An even more minimal c version:
...
/* { dg-do run } */

extern void abort (void);

#define n 10

static void __attribute__((noinline)) __attribute__((noclone))
gemm (int beta, int *c)
{
  #pragma acc parallel copy(c[0:(n * n) - 1]) num_gangs(2)
  #pragma acc loop gang
  for (int j = 0; j < n; ++j)
if (beta != 1)
  {
#pragma acc loop vector
for (int i = 0; i < n; ++i)
  c[i + (j * n)] = 0;
  }
}

int
main (void)
{
  int c[n * n];
  c[0] = 1;
  gemm (0.0, c);
  if (c[0] != 0)
abort ();
}
...

Passes at O0, fails at O2.

[Bug target/83920] [nvptx] bad predicate reset

2018-01-18 Thread vries at gcc dot gnu.org
https://gcc.gnu.org/bugzilla/show_bug.cgi?id=83920

--- Comment #6 from Tom de Vries  ---
(In reply to Tom de Vries from comment #3)
> Likewise, reversing the if-then-else order in gemm.f90 makes the testcase
> fail on trunk without this patch.

Minimal version:
...
! { dg-do run } 

subroutine gemm (BETA, C)
  real ::  C(100,100)
  integer :: i, j, l
  real, parameter :: one = 1.0
  real :: beta

  !$acc parallel copy(c(1:100,1:100)) num_gangs(2)  
  !$acc loop gang   
  do j = 1, 100
 if (beta /= one) then
!$acc loop vector   
do i = 1, 100
   C(i,j) = 0.0
end do
 end if
  end do
  !$acc end parallel
end subroutine gemm

program test_gemm
  real :: c(100,100), beta
  beta = 0.0
  c(:,:) = 1.0
  call gemm (beta, c)
  if (c(1,1) /= 0.0) call abort ()
end program test_gemm
...

Passes at O0, fails at O1 and higher.

[Bug target/83920] [nvptx] bad predicate reset

2018-01-18 Thread vries at gcc dot gnu.org
https://gcc.gnu.org/bugzilla/show_bug.cgi?id=83920

--- Comment #5 from Tom de Vries  ---
This ( PR83589 - "[nvptx] mode-transitions.c and private-variables.{c,f90}
execution FAILs at GOMP_NVPTX_JIT=-O0" ) may be a duplicate.

[Bug target/83920] [nvptx] bad predicate reset

2018-01-18 Thread vries at gcc dot gnu.org
https://gcc.gnu.org/bugzilla/show_bug.cgi?id=83920

--- Comment #4 from Tom de Vries  ---
(In reply to cesar from comment #0)
> the underlying problem is present
> in og7 and impacts da-1.c). 

That's a failure I did not manage to reproduce. For me, at commit
b4dd21b9a1f9f499c613b55225cad689b7928a7f "Use functional parameters for data
mappings in OpenACC child functions", that test passes, also when using -O3.

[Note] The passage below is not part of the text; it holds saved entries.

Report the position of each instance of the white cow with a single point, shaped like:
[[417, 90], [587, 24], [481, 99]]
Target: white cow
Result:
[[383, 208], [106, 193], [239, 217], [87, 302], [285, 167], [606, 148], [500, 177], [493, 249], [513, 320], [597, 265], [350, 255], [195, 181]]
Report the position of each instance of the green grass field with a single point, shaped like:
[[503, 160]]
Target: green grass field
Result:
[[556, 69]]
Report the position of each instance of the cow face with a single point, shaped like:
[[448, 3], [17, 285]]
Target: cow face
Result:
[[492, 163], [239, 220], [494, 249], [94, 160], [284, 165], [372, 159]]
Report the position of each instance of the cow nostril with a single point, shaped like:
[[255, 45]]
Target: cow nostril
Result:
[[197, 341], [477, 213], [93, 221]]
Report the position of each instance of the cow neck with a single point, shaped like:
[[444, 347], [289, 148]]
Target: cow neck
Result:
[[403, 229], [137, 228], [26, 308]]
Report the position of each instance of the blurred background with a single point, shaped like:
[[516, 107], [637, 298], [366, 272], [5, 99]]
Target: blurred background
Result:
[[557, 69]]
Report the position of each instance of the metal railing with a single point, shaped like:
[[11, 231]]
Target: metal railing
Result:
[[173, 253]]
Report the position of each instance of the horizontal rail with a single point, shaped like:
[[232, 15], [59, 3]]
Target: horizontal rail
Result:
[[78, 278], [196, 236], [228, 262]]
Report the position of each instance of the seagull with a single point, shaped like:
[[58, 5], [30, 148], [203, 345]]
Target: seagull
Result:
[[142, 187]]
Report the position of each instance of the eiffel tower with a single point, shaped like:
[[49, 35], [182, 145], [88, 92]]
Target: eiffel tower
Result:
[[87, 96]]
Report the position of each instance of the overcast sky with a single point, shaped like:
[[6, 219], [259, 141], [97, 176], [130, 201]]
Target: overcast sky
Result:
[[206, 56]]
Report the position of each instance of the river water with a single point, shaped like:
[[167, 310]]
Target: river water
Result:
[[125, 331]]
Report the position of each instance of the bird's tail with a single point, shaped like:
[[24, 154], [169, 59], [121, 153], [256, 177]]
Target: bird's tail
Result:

[Bug target/83920] [nvptx] bad predicate reset

2018-01-18 Thread vries at gcc dot gnu.org
https://gcc.gnu.org/bugzilla/show_bug.cgi?id=83920

--- Comment #3 from Tom de Vries  ---
(In reply to cesar from comment #0)
> I think there
> might be other PTX JIT bugs lurking here, because the test program still
> works as intended.

I can make it fail on trunk, by changing the workaround to initialize with one
instead of zero:
...
diff --git a/gcc/config/nvptx/nvptx.c b/gcc/config/nvptx/nvptx.c
index 86fc13f4fc0..ab03f3b5fe7 100644
--- a/gcc/config/nvptx/nvptx.c
+++ b/gcc/config/nvptx/nvptx.c
@@ -4097,7 +4097,7 @@ nvptx_single (unsigned mask, basic_block from,
basic_block to)
 There is nothing in the PTX spec to suggest that this is wrong, or
 to explain why the extra initialization is needed.  So, we
classify
 it as a JIT bug, and the extra initialization as workaround.  */
- emit_insn_before (gen_movbi (pvar, const0_rtx),
+ emit_insn_before (gen_movbi (pvar, constm1_rtx),
bb_first_real_insn (from));
 #endif
  emit_insn_before (nvptx_gen_vcast (pvar), tail);
...
[ Note that there are no regressions with this patch, so the test-case triggers
something not present in the current trunk test set. ]


Likewise, reversing the if-then-else order in gemm.f90 makes the testcase fail
on trunk without this patch.


So, this has nothing to do with PTX JIT bugs.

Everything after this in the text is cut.